Poi decide di importare clandestinamente quei medicinali negli Usa, vendendoli a malati di Aids. Assieme a Rayon (Leto), una transessuale anch’essa malata, con la quale stabilisce un profondo rapporto nonostante la forte diffidenza iniziale, Ron crea così il Dallas Buyers Club che, dietro il pagamento di una quota mensile, fornisce farmaci che rallentano la malattia. Inizia perciò a frequentare luoghi gay per portare al club chi ne ha bisogno. Tutto ciò nonostante la FDA, che non vuole che si contrabbandino medicinali e che supporta sfacciatamente le lobby farmaceutiche, lo costringa continuamente a sequestri, denunce e processi. Un braccio di ferro quasi epico che dura fino alla morte di Ron, nel 1992 (ossia più di 2500 giorni oltre quelli diagnosticati).
Il film di Vallée, girato con piglio un po’ documentaristico e con una fotografia volutamente sporca, ricostruisce efficacemente il contesto storico degli anni, segnati dalla paura e dall’ignoranza, della comparsa dell’Aids, quando gli omosessuali diventarono il capro espiatorio della malattia.
La storia è vera, anche se un po’ romanzata (Ron è l’unico personaggio reale), e fu resa nota la prima volta dal giornalista Bill Minutaglio. Poi lo sceneggiatore Craig Borten intervistò lo stesso Woodroof, ma ci sono voluti vent’anni prima che il film vedesse la luce.
Dallas Buyers Club mette a fuoco soprattutto due temi. Il primo è quello di un’America che, convinta che la malattia fosse legata solo all’omosessualità, prima l’ha volutamente ignorata e poi l’ha sfruttata cinicamente per interessi commerciali.
Il secondo è la redenzione di un uomo (l’incarnazione di un’America arcaica e violenta, che poi si sgretola di fronte a realtà nuove) che, lottando disperatamente per la sua sopravvivenza, è protagonista di un’eccezionale trasformazione interiore. Appena si sa che è malato di Aids, Ron viene infatti subito identificato come faggot (checca) e quindi brutalmente emarginato.
Sono due temi di sicura presa sul pubblico ma, per la verità, visti già tante volte: l’impari lotta contro i potenti, di Davide contro Golia (si pensi a Guerra al virus) e l’ignorante che, grazie a un incontro con il diverso, si converte (Philadelphia).

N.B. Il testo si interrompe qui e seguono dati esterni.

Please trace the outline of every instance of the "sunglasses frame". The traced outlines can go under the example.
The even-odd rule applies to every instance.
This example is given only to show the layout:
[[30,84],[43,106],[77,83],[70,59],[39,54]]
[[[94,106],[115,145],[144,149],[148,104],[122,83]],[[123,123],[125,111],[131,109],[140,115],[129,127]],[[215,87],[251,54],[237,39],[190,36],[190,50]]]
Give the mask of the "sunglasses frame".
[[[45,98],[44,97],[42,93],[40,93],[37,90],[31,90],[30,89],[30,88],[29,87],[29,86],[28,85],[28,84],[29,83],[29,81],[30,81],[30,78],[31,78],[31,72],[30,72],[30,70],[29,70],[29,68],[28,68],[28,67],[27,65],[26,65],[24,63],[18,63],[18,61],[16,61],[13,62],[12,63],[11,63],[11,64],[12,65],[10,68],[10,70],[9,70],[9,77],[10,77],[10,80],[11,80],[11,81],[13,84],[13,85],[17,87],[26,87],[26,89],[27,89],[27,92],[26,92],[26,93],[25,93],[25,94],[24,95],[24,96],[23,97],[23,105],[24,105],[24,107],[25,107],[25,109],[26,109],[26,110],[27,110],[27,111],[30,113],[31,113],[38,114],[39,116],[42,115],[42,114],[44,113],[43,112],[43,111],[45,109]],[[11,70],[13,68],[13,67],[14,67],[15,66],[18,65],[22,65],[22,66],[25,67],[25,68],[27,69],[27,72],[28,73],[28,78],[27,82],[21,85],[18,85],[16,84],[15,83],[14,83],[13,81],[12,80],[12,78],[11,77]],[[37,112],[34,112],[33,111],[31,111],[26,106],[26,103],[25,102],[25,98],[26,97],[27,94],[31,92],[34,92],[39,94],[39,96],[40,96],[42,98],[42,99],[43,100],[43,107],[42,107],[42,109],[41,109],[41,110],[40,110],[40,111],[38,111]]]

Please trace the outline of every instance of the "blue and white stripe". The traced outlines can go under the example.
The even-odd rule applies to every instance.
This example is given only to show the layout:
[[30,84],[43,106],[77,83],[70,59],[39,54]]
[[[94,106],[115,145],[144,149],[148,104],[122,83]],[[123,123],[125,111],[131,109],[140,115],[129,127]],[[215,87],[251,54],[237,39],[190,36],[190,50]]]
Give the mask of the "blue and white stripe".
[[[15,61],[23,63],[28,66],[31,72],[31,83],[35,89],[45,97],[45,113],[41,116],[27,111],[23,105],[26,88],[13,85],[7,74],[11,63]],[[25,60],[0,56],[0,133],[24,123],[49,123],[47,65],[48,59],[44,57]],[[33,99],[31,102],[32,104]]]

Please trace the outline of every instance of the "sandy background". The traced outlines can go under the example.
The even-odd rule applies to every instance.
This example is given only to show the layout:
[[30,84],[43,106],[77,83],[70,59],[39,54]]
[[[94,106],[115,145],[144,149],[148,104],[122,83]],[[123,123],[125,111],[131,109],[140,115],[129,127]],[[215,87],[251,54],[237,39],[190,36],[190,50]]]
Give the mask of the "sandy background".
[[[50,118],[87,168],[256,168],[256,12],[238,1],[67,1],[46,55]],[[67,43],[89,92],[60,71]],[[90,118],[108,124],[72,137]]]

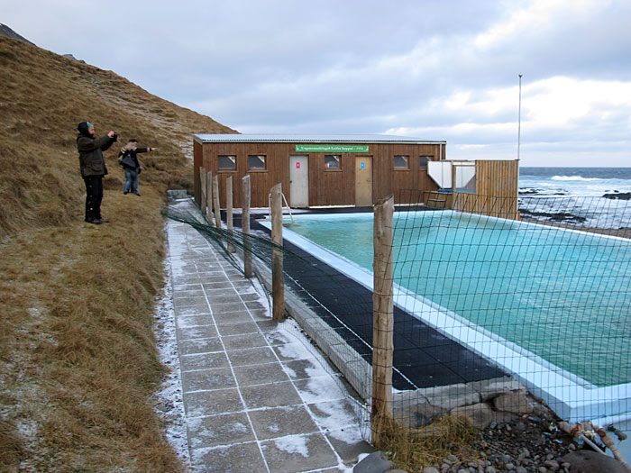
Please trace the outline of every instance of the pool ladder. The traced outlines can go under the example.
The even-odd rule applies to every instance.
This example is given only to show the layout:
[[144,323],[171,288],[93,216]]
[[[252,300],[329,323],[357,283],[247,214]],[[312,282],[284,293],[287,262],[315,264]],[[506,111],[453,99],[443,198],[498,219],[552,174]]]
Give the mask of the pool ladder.
[[[291,223],[294,223],[294,215],[291,214],[291,208],[289,208],[289,205],[287,203],[287,197],[285,197],[285,194],[282,192],[280,193],[280,196],[282,196],[283,202],[285,203],[285,207],[287,207],[287,211],[289,214],[289,218],[291,219]],[[271,192],[268,194],[268,208],[270,209],[270,217],[269,218],[264,218],[262,219],[263,222],[271,222]],[[285,214],[283,213],[283,219],[285,218]]]

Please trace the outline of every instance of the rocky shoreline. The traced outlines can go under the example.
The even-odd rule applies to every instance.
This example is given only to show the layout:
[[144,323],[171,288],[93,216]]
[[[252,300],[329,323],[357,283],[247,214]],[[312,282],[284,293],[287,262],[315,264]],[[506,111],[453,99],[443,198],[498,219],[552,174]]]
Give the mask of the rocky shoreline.
[[[395,395],[394,416],[411,428],[447,413],[468,416],[475,441],[424,473],[626,471],[559,427],[560,419],[510,377]],[[604,469],[603,469],[604,468]]]

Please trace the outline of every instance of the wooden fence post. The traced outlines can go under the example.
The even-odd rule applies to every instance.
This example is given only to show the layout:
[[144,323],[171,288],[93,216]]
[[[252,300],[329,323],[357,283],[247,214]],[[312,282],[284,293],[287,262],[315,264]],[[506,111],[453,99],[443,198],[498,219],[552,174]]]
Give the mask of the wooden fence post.
[[374,205],[374,259],[372,294],[372,442],[377,444],[384,423],[392,418],[393,330],[393,214],[394,198],[388,196]]
[[199,196],[199,209],[202,211],[202,215],[206,214],[206,168],[200,166],[199,169],[199,190],[201,196]]
[[[233,177],[225,179],[225,226],[228,229],[230,238],[233,238]],[[229,253],[234,252],[234,245],[228,240],[226,250]]]
[[[283,245],[283,200],[280,184],[271,188],[271,241]],[[285,320],[285,285],[283,282],[283,252],[278,248],[271,250],[271,298],[272,317],[276,322]]]
[[250,241],[250,176],[243,176],[243,207],[241,213],[241,230],[243,233],[243,273],[252,277],[252,256]]
[[221,206],[219,205],[219,177],[213,176],[213,196],[215,202],[215,226],[221,230]]
[[208,171],[206,176],[208,184],[206,185],[206,220],[210,226],[213,226],[213,171]]

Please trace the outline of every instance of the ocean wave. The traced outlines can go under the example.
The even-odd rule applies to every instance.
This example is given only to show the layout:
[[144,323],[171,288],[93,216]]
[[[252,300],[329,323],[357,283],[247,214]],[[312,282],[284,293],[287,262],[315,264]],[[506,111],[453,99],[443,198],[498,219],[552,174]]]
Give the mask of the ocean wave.
[[553,176],[550,180],[553,181],[601,181],[599,177],[583,177],[581,176]]

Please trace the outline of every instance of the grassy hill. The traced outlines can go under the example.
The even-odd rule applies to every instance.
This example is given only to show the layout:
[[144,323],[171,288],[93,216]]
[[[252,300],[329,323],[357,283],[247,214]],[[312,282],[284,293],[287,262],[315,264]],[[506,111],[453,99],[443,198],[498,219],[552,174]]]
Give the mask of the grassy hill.
[[[178,471],[150,401],[167,188],[192,186],[192,133],[235,132],[112,71],[0,37],[0,469]],[[83,222],[77,124],[116,131],[104,216]],[[116,156],[141,155],[142,197]]]

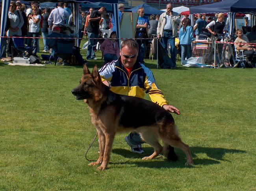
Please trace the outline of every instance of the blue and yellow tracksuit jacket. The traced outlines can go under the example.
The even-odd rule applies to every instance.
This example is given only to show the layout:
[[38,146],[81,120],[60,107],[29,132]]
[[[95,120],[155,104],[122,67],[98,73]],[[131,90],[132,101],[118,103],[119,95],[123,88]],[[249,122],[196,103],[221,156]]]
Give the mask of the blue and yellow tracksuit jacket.
[[152,102],[161,107],[168,104],[157,87],[152,72],[143,64],[136,62],[130,77],[120,58],[106,64],[99,71],[102,81],[111,82],[110,90],[113,92],[144,98],[145,92],[149,94]]

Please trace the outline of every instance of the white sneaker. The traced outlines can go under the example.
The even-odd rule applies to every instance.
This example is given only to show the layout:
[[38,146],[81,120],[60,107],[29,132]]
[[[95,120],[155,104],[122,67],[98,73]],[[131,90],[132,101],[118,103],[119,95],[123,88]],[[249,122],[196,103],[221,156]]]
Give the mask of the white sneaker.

Da questo punto di vista, il film può dunque apparire furbo e ruffiano; inoltre non è esente da qualche difetto: è un po’ lungo, talora lento, i buoni e i cattivi sono troppo esasperati, e gioca troppo sul protagonista, tralasciando personaggi interessanti come Rayon o anche la dottoressa Eve Sack (Jennifer Garner), che avrebbero sicuramente meritato più spazio.
Ma tutto ciò non toglie niente al film, che è importante nonostante, o forse proprio per quello, il fastidio che a volte procura nello spettatore. Un fastidio che si riscontra innanzitutto nel protagonista (un grandioso McConaughey, scheletrico e scavato nell’anima, capace di esprimere compiutamente dolore e disprezzo): un personaggio non certo simpatico, anzi irascibile e zeppo di difetti, ma sempre fedele a se stesso e per questo umano e generoso (inizia la sua crociata per far soldi ma poi aiuta chi ne ha bisogno).